Tuesday, April 5, 7:00 PM
Award-winning psychologist Kurt Gray, co-author of The Mind Club: Who Thinks, What Feels and Why it Matters with Daniel M. Wegner will be at the bookstore to discuss this new book. Using cutting-edge research and personal anecdotes, The Mind Club explores the moral dimensions of mind perception with wit and compassion, revealing the surprisingly simple basis for what compels us to love and hate, to harm and to protect.
Kurt Gray is a professor of social psychology at UNC Chapel Hill who received his PhD from Harvard University and is the author of "The Mind Club: Who Thinks, What Feels and Why it Matters" together with his late mentor Dan Wegner.
REV WILLIAM J. BARBER JR. and JONATHAN WILSON-HARTGROVE
PLEASE NOTE LOCATION: Smith Warehouse, 114 S. Buchanan Blvd., Duke Office of Civic Engagement, Bay 8, 1st Floor, Durham, NC
The Reverend Dr. William J. Barber II is president of the North Carolina chapter of the NAACP, pastor at Greenleaf Christian Church in Goldsboro, North Carolina, and founder of Repairers of the Breach. He is the author of Forward Together: A Moral Message for the Nation.
Jonathan Wilson-Hartgrove is cofounder of the Rutba House for the formerly homeless and director of the School for Conversion. His books include Common Prayer: A Liturgy for Ordinary Radicals (with Shane Claiborne) and The New Monasticism.
JAMES S. HOUSE
Wednesday, April 6, 7:00PM
James S. House will discuss his book, Beyond Obamacare: Life, Death, and Social Policy, which looks past partisan debates to show how cost-efficient and effective health policies begin with more comprehensive social policy reforms. House demonstrates that the problems of our broken healthcare and insurance system are interconnected with large and growing social disparities in education, income, and other conditions of life and work; that we need to move away from our almost exclusive focus on biomedical determinants of health to place more emphasis on addressing social, economic, and other inequalities for a complete reorientation of how we think about health.
James S. House is Angus Campbell Distinguished University Professor Emeritus of Survey Research, Public Policy, and Sociology at the University of Michigan, Ann Arbor.
Dr. DANIELLE OFRI
PLEASE NOTE LOCATION: Great Hall, Trent Semans Center for Health Education, Duke University; 108 Seeley G. Mudd Building, 10 Bryan- Searle Drive, Durham, NC
Thursday, April 7, 5:45PM (please note the time)
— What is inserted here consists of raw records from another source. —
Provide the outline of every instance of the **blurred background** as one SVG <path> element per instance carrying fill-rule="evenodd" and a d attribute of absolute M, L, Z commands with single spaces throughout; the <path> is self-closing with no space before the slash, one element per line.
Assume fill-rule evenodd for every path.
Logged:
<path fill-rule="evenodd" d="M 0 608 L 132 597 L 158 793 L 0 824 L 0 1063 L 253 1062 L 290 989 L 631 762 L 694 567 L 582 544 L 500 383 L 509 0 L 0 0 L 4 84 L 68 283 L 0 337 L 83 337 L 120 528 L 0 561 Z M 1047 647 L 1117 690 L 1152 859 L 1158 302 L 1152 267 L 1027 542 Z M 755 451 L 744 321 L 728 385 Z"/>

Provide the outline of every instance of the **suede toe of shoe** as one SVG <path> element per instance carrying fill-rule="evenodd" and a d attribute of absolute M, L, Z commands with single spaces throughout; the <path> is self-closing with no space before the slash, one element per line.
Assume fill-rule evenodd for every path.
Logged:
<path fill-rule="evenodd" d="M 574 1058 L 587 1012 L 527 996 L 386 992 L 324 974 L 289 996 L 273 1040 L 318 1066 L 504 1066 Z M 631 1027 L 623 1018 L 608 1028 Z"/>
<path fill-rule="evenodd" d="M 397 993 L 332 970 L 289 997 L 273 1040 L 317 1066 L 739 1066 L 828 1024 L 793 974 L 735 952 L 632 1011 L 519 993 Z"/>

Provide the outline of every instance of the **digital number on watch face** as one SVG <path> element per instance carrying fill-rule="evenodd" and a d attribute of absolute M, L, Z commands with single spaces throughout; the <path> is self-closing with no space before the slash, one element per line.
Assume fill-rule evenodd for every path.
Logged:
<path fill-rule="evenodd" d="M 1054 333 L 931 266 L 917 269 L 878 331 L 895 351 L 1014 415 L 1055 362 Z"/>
Danielle Ofri will give the 2016 Nancy Weaver Emerson Lectureship on Medical Ethics: A Singular Intimacy: Connecting the Bridge between Caregiver and Patient. This lecture will be held in the Great Hall, Trent Semans Center for Health Education, Duke University. It is free and open to the public. A reception will follow. Sponsored by The Trent Center for Bioethics, Humanities & History of Medicine. Parking is available in the Bryan Research Building Garage on Research Drive.
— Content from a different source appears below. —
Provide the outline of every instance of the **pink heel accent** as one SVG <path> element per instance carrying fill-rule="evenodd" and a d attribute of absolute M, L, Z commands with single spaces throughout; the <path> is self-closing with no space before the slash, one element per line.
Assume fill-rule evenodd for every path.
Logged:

Join us for a reading and book discussion with author Stephanie Storey's about her novel, Oil and Marble. Storey masterfully chronicles the bitter rivalry between Leonardo da Vinci and Michelangelo that lead the artists to create two of the most iconic works in all of western history - in the same town, at the same time: the Mona Lisa and the David. Storey brings early 16th-century Florence alive and has entered with extraordinary empathy into the minds and souls of two Renaissance masters. Oil and Marble is an art history thriller.
"Tremendously entertaining and unapologetic in its artistic license, Oil and Marble will remind an older generation of the pleasures of Irving Stone's art historical fiction." -Maxwell Carter, The New York Times
Stephanie Storey has a degree in Fine Arts from Vanderbilt University and an MFA in Creative Writing from Emerson College. She has studied art in Italy and been on a pilgrimage to see every Michelangelo on display in Europe. When not writing novels and screenplays, she works as a television producer.